We are working through a mechinism to develop a formal partnering with our purchasing department. They have a contact(me) to request information on new products. Usually they only have the sales aid from the rep. If we find information that helps them make a purchasing decision that saves the hospital money, we would like to know. It is not direct, but if the decison would have been difficult to make, or the purchase more costly without our information, we want to know.
When the well is dry, you have two choices: dig deeper, or seek water somewhere else.
I’m in the atypical position of being a relatively new solo librarian in a hospital that gave up on library services years ago. Faced with across-the-board budget limitations or reductions, any organization and community hospitals in particular will reasonably target “non-essential” services and personnel for cuts. I believe there is a strong case to be made in most institutions that libraries (well, librarians, really) are uniquely qualified to support the essential activities of continuous learning and quality improvement in many other clinical and non-clinical departments.

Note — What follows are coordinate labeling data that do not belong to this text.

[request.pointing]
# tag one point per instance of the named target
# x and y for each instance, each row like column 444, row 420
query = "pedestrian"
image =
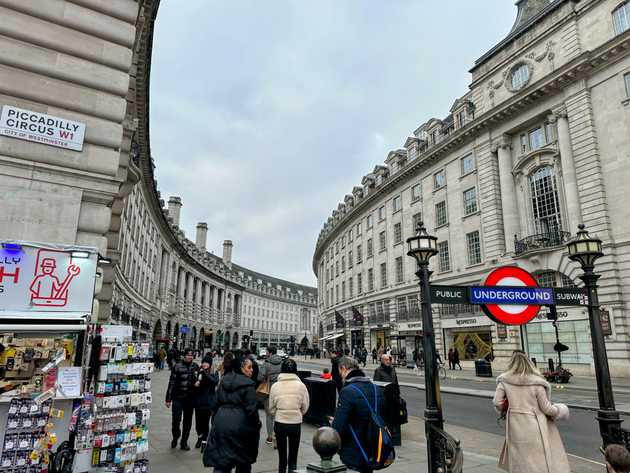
column 334, row 370
column 288, row 402
column 179, row 395
column 235, row 434
column 532, row 441
column 353, row 415
column 387, row 374
column 456, row 359
column 269, row 373
column 617, row 459
column 205, row 387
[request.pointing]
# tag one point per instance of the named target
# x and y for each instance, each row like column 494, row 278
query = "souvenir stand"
column 46, row 294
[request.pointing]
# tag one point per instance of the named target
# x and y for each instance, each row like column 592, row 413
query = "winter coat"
column 205, row 396
column 288, row 399
column 532, row 441
column 352, row 410
column 386, row 374
column 180, row 384
column 235, row 431
column 271, row 369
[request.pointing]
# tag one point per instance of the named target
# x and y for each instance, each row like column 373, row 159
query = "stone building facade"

Finding time to make that case (digging deeper), however, is indeed difficult. Reaching out (seeking support elsewhere) can cause us to lose our own balance. For example, among several other non-“librarian” responsibilities I agreed to perform, I am coordinating rotations for visiting medical students (the rationale for how/why this happened is a bit of a stretch, but one of the original justifications for renewed library services was to support the research and learning needs of students and clinical faculty). This is ostensibly a temporary arrangement, and the plan is to hire a dedicated student program coordinator at some point, but my hospital has been locked-down on the hiring front for months. The upside is that our hospital’s affiliation agreements with (foreign) medical schools actually generate revenue, and from that revenue, I’ve been able to carve out a library acquisitions budget for the first time in years. I wouldn’t have had any discretion over those funds had I not been directly involved with the management of the student program.

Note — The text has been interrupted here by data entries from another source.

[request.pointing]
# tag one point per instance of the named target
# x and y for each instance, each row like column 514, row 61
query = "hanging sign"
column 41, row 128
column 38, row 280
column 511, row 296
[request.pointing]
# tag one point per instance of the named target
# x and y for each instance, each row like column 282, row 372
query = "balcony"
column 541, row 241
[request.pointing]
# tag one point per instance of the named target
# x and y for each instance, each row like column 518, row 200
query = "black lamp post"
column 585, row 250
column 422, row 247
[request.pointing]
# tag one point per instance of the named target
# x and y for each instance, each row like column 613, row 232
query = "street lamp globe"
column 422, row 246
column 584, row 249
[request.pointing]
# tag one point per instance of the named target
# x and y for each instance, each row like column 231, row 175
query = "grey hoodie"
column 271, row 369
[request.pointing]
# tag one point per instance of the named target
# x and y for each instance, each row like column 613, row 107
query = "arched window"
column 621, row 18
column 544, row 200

My day-to-day challenge is how to demonstrate my value as both an administrator AND as a librarian. Some days the balance is very lopsided (and not in the direction I’d like), but I make the most of my non-library duties. I still approach every conversation I have with a physician, nurse, risk manager, CEO, etc as an opportunity to demonstrate that a librarian is someone who can help support daily information needs and decision-making processes. I don’t have the luxury of simply serving those who walk through the library door. I tread regularly on other people’s turf. I facilitate. I expedite. I support. I listen. And when I can help, I help. I definitely bite off more than I can chew. I do so eagerly. My goal is to make sure that if the hospital library disappears again, people will notice – even if they’ve never set foot in the library.
The way I figure, if I’m not helping somebody do their work better or more easily, I’m not doing my job properly. Most people in hospitals are overburdened; we’re all wearing multiple hats, doing things we never expected we’d have to do given our direct training and experience. But that’s OK sometimes. It’s how we grow. It’s how we figure out what we should be doing differently.

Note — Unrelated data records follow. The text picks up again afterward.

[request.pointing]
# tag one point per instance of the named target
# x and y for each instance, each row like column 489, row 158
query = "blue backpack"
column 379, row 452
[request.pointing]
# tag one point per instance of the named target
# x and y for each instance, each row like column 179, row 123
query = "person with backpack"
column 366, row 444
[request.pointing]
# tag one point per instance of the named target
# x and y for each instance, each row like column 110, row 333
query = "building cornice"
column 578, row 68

Long-term, the direction I’m trying to move at my hospital is to integrate “library” services with informatics activities that share the same general goal of improving patient care by providing clinical and administrative staff the information and systems they need to work effectively in their own domains. Understanding how our users’ work is changing is essential to understanding how our own work needs to change. I don’t think there’s a universal dowsing rod that will tell us what to do, but the traditional library already failed at my hospital. Time to build something new.